Reputation: 18875
I am trying to use regex to match a file name and extract only a portion of the file name. My file names have this pattern: galax_report_for_Sample11_8757.xls
, and I want to extract the string Sample11
in this case. I have tried the following regex, but it does not work for me, could someone help with the correct regex?

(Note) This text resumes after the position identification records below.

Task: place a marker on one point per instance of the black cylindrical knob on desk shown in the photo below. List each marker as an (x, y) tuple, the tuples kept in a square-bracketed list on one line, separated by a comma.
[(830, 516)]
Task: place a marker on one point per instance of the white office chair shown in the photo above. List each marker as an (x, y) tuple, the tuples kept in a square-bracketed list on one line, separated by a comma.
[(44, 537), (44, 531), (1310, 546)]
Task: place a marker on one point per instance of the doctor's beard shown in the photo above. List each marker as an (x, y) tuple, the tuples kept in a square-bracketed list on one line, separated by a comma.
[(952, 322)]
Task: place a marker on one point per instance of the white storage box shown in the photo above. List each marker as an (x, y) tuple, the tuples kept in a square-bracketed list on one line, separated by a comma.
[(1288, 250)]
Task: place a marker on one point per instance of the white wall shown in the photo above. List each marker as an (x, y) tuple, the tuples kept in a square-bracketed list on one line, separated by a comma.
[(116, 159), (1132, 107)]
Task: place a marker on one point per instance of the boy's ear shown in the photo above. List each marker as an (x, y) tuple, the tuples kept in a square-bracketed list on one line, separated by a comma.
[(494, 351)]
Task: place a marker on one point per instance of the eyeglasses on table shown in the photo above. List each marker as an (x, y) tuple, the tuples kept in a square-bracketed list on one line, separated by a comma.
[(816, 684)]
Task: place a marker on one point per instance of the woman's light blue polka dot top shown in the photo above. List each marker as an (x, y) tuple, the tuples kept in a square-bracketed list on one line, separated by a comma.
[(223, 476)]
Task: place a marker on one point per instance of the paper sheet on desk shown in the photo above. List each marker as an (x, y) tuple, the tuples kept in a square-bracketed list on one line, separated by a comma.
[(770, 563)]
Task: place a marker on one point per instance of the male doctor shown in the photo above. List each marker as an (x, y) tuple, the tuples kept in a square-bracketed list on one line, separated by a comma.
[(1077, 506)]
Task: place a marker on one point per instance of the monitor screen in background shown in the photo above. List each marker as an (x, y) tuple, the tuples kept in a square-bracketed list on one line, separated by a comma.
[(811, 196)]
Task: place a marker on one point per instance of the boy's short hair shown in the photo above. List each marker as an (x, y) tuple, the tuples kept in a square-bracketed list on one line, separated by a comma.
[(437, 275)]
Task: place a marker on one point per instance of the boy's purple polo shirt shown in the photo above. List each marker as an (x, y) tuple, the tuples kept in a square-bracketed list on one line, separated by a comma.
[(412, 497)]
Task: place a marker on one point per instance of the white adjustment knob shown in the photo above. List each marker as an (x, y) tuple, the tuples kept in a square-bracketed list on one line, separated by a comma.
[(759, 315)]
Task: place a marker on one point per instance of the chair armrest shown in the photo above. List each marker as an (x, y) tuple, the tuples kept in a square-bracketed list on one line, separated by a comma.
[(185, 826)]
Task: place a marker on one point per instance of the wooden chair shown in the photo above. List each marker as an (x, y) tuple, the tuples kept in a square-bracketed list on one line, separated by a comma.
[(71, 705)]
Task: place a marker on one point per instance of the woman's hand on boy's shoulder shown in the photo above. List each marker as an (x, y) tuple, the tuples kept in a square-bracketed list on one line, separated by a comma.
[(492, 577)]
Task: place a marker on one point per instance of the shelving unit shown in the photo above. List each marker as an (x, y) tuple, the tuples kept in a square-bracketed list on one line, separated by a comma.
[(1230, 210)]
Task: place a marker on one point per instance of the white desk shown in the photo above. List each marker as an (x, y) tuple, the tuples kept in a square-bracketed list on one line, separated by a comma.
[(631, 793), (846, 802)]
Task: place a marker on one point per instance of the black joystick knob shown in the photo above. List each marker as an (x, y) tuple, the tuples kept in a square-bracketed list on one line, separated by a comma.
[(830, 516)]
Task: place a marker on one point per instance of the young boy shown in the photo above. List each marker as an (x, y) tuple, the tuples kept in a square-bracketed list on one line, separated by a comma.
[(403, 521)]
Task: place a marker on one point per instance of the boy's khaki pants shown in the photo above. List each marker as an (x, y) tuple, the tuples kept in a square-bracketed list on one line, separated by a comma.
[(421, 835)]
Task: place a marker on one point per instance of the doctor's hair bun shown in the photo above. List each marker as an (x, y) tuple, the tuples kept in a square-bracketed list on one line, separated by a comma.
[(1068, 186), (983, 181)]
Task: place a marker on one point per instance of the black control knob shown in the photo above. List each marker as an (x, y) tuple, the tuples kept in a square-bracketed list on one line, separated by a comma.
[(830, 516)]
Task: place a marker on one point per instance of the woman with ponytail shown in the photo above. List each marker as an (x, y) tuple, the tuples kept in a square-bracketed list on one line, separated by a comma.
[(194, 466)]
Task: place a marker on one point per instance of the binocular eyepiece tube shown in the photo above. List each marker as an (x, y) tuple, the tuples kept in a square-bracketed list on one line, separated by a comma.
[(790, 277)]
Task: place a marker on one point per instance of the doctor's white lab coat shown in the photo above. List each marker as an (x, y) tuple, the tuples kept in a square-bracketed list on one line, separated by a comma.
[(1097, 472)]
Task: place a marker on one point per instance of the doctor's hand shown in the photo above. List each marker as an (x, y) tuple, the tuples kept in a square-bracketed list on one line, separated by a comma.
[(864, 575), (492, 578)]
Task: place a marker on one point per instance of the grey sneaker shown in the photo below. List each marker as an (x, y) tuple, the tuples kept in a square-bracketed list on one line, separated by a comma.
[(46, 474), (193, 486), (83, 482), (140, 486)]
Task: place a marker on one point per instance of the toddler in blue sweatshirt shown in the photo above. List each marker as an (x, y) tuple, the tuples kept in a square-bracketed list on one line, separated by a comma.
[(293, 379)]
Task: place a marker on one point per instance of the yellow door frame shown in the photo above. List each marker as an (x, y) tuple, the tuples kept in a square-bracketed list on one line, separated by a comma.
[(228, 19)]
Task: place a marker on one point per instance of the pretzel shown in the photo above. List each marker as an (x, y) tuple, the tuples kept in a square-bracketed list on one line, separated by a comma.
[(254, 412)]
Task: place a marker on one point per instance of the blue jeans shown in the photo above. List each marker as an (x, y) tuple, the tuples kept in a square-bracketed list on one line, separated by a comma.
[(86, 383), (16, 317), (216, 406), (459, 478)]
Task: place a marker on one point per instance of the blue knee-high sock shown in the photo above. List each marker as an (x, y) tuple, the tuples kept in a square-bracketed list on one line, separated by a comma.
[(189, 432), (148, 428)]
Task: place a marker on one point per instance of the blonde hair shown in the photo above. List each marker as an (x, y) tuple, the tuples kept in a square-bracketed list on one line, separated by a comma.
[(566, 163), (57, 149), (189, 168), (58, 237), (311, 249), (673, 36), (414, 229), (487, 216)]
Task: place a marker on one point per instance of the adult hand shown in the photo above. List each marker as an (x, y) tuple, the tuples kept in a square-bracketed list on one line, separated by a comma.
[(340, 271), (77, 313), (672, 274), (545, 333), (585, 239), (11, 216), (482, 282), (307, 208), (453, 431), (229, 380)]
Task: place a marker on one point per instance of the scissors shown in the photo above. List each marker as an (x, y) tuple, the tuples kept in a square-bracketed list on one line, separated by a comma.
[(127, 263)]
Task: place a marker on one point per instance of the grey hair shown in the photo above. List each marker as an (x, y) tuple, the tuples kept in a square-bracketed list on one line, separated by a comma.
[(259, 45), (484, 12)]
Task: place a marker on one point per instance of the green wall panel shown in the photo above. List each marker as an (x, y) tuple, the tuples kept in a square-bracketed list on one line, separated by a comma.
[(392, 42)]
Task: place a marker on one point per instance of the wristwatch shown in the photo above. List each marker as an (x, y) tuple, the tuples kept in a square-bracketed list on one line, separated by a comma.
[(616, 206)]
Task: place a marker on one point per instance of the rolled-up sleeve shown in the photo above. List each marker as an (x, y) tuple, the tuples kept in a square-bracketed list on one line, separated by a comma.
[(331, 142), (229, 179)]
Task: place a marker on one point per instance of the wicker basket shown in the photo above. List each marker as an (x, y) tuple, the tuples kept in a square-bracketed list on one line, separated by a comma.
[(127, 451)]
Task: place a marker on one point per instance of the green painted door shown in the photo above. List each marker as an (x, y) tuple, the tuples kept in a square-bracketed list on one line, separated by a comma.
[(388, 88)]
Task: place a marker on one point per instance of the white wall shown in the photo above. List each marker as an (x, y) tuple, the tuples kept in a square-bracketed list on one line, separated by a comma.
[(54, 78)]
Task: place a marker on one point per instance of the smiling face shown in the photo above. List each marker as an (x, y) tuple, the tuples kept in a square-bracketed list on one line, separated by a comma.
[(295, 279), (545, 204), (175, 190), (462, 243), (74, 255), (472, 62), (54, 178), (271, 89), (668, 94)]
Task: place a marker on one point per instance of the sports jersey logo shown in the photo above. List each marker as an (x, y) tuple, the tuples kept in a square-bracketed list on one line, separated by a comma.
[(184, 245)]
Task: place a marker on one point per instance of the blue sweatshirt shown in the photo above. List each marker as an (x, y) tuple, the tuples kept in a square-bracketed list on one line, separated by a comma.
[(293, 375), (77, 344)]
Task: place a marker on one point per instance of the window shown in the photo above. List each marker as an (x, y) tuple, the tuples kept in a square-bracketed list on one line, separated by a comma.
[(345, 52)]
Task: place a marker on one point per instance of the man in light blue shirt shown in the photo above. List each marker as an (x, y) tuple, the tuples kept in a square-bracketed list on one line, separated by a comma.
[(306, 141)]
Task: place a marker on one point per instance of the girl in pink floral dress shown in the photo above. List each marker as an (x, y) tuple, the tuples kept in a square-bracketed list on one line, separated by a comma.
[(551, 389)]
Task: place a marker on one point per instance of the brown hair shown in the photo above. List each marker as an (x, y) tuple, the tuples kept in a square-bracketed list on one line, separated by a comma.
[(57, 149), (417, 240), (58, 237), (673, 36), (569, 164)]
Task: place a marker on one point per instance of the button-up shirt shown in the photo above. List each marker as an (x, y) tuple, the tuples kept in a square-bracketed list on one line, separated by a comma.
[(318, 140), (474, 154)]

name=galax_report_for_Sample11_8757.xls
sampleName=$([[ "$name" =~ ^[^_]+_([^_]+) ]] && echo ${BASH_REMATCH[2]})
edit:
just found this works for me:
sampleName=$([[ "$name" =~ ^[^_]+_([^_]+)_([^_]+)_([^_]+) ]] && echo ${BASH_REMATCH[3]})
Upvotes: 0
Views: 65
Reputation: 437373
In a simple case like this, where you essentially have just a list of values separated by a single instance of a separator character each, consider using cut
to extract the field of interest:
sampleName=$(echo 'galax_report_for_Sample11_8757.xls' | cut -d _ -f 4)
If you're using bash
or zsh
or ksh
, you can make it a little more efficient:
sampleName=$(cut -d _ -f 4 <<< 'galax_report_for_Sample11_8757.xls')
Upvotes: 2
Reputation: 208455
Here is a slightly shorter alternative to the approach you used:
sampleName=$([[ "$name" =~ ^([^_]+_){3}([^_]+) ]] && echo ${BASH_REMATCH[2]})
Upvotes: 1